自之前一聚,大家已經很久沒見了。接通後沒有寒暄,而是開門見山道:“陸汀,昨天剛發生的冷庫案你知道嗎?那間冷庫就我們公司隔壁,我昨晚下班路過,還他媽看見了!”

結束拍攝工作回到家已經十二點,秦岳從那間公司外路過,正好看到一個渾身帶著冰渣子,凍得渾身發青的人從裏面出來。

不過這件事除了章諾,他誰都沒說。

陸汀:“我知道這件事,而且說整件事說起來很覆雜……”

秦岳耐心極好,握著手機聽了幾分鐘,拍板決定,“我和章諾過來幫忙。”

傍晚六點過,兩人趕到。

章諾還穿著女裝,身後跟著一臉苦悶的秦岳,秦岳抱著自己的相機,“我雖然沒什麽能力,但我能當雷達,比她管用。”

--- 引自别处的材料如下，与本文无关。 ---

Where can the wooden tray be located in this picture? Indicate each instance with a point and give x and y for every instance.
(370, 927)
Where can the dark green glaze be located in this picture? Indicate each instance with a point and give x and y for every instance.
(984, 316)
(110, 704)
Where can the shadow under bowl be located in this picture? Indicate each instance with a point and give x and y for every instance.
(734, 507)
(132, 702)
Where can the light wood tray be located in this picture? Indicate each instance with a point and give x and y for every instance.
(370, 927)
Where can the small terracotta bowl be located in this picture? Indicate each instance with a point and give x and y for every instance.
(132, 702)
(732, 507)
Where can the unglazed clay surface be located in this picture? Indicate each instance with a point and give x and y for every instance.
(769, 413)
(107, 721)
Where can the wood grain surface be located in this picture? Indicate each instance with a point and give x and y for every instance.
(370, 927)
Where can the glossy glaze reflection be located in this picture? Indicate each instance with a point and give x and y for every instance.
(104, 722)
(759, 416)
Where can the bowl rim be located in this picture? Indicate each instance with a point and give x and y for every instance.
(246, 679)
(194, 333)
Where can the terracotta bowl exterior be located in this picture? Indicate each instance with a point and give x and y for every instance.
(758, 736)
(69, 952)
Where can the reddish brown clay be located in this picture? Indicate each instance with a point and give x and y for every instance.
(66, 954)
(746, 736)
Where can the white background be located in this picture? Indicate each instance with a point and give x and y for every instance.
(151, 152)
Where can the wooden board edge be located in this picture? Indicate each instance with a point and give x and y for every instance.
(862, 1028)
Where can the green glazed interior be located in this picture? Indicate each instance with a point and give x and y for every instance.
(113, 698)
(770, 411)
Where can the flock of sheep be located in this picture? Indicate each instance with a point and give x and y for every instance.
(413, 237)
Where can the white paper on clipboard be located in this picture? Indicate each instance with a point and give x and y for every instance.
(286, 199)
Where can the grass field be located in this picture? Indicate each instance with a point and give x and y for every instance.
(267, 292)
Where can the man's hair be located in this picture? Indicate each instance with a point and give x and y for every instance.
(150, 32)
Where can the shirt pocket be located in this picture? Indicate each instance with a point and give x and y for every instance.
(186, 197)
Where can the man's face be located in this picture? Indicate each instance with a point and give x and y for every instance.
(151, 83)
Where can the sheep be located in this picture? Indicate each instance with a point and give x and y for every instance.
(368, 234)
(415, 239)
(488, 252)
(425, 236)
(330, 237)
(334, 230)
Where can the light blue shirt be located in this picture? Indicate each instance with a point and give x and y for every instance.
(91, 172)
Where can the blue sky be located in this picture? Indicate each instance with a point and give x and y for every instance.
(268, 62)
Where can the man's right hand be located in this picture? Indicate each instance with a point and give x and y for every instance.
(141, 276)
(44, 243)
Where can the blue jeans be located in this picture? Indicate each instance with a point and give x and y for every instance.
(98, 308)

陸汀看看這個,又看看那個,小聲問秦岳:“你們鬧別扭啦,打電話時不還好好的麽。”

秦岳眉頭皺得更緊了,“她有事情瞞著我。”

陸汀:“這不是很正常嗎?”別的不說,單是性別問題就瞞得死死的。

“怎麽就正常了。”秦岳說,“我們現在是無話不談的好朋友,我的事情都告訴了她,可她沒有,連家都不願意讓我去。”

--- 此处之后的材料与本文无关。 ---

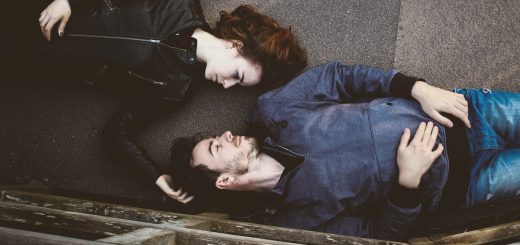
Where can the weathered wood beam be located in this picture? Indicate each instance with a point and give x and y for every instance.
(9, 236)
(145, 236)
(51, 220)
(182, 220)
(493, 234)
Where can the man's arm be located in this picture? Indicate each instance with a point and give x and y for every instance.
(120, 137)
(403, 206)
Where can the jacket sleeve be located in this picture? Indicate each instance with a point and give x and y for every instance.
(121, 131)
(393, 223)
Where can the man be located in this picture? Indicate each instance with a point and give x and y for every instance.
(339, 158)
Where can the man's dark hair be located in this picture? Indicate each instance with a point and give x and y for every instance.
(196, 181)
(200, 182)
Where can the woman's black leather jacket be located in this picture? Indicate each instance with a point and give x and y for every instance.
(144, 42)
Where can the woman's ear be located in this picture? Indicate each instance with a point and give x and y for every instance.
(237, 44)
(225, 182)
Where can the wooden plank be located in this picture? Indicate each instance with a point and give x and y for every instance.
(145, 236)
(10, 236)
(182, 220)
(50, 220)
(498, 233)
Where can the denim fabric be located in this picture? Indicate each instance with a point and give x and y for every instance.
(350, 145)
(494, 144)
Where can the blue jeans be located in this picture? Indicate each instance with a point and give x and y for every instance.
(494, 145)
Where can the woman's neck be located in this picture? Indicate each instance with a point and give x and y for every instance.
(207, 45)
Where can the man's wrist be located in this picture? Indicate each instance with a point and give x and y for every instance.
(418, 88)
(409, 181)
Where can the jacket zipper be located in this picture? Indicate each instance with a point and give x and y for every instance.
(131, 73)
(152, 41)
(109, 5)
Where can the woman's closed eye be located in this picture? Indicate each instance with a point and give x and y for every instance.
(236, 75)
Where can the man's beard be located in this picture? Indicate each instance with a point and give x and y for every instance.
(236, 167)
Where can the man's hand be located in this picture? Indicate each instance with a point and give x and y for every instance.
(415, 159)
(59, 10)
(435, 100)
(164, 182)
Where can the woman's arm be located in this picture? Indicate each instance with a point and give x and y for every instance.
(120, 136)
(57, 11)
(435, 100)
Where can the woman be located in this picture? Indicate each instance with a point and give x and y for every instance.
(164, 47)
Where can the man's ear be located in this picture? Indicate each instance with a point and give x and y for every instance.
(225, 182)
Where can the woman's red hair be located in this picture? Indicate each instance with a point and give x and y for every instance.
(265, 42)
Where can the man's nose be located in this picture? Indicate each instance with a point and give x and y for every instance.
(227, 136)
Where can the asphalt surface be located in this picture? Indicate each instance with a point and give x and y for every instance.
(51, 132)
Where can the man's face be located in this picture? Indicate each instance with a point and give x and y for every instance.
(225, 153)
(230, 68)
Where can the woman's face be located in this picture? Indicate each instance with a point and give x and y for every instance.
(230, 68)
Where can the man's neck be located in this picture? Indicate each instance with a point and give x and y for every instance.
(263, 174)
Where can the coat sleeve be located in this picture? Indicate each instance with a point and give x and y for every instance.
(121, 131)
(393, 223)
(340, 83)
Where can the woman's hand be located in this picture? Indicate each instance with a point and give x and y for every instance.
(416, 158)
(59, 10)
(164, 182)
(435, 100)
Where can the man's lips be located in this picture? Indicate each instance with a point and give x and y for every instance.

章諾穿著連衣裙,眉眼冷凝,跟林歸站在一起有點般配,都是棺材臉。

兩人說話的聲音若有若無,正在談論這次事件的嚴重性。

章諾:“我聯系了其他人,都不想蹚這趟渾水。”

“可以理解。”危及生命的事,需要慎重對待。林歸微瞇起眼睛,藤蔓的任何動靜都能傳遞給他,藏在“出口”內的東西逐漸變得焦躁,且數量龐大。

要徹底封印,需要消耗很大的力量。

可他的力量是用來保護陸汀的,或許有個人能代替他,暫時將“出口”封住。